[英]Constructor of derived class with base instance as parameter
I have this code: 我有以下代码:
#include <stdio.h>
class A
{
public:
A() { printf("A::A()\n"); }
A(const A &a) { printf("A::A(A &a)\n"); }
A &operator=(const A &a) { printf("A::operator=\n"); }
};
class B : public A
{
public:
B() { printf("B:B()\n"); }
B(const A &a) : A(a) { printf("B::B(A &a)\n"); }
B &operator=(const B &b) { printf("B::operator=\n"); }
};
int
main(int argc, char *argv[])
{
printf(">> B b1\n");
B b1;
printf(">> b2 = b1\n");
B b2 = b1;
return 0;
}
Why the line B b2 = b1
does not call the constructor B::B(const A &a)

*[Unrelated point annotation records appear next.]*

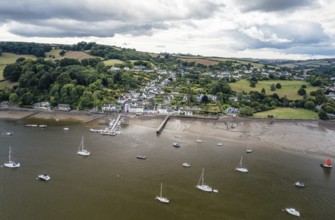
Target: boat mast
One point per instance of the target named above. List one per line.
(161, 194)
(9, 154)
(202, 176)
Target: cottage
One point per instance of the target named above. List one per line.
(42, 105)
(232, 111)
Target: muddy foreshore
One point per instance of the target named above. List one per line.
(313, 137)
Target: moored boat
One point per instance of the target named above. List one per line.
(327, 164)
(299, 184)
(240, 167)
(201, 185)
(141, 157)
(7, 133)
(176, 144)
(10, 163)
(186, 164)
(249, 149)
(292, 211)
(44, 177)
(81, 150)
(160, 198)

and instead calls A::A(const A &a)
? 为什么行B b2 = b1
不调用构造函数B::B(const A &a)
而是调用A::A(const A &a)
? How can I tell the compiler to do so? 如何告诉编译器这样做?
Because it calls B::B(const B &a) which in turn calls A::A(const A &a). 因为它调用B :: B(const B&a),然后又调用A :: A(const A&a)。 And you missed B::B(const B &a) in your class so you can't see it. 而且您在课堂上错过了B :: B(const B&a),所以您看不到它。
That is because: 那是因为:
This: 这个:
B(const A &a)
{
printf("B::B(A &a)\n");
}
is not a copy constructor! 不是副本构造函数!
However, this: 但是,这:
B(const B &a)
{
printf("B::B(A &a)\n");
}
is a copy constructor. 是副本构造函数。
With your version of copy constructor, you are ruining stack as well. 使用复制构造函数的版本,您也会破坏堆栈。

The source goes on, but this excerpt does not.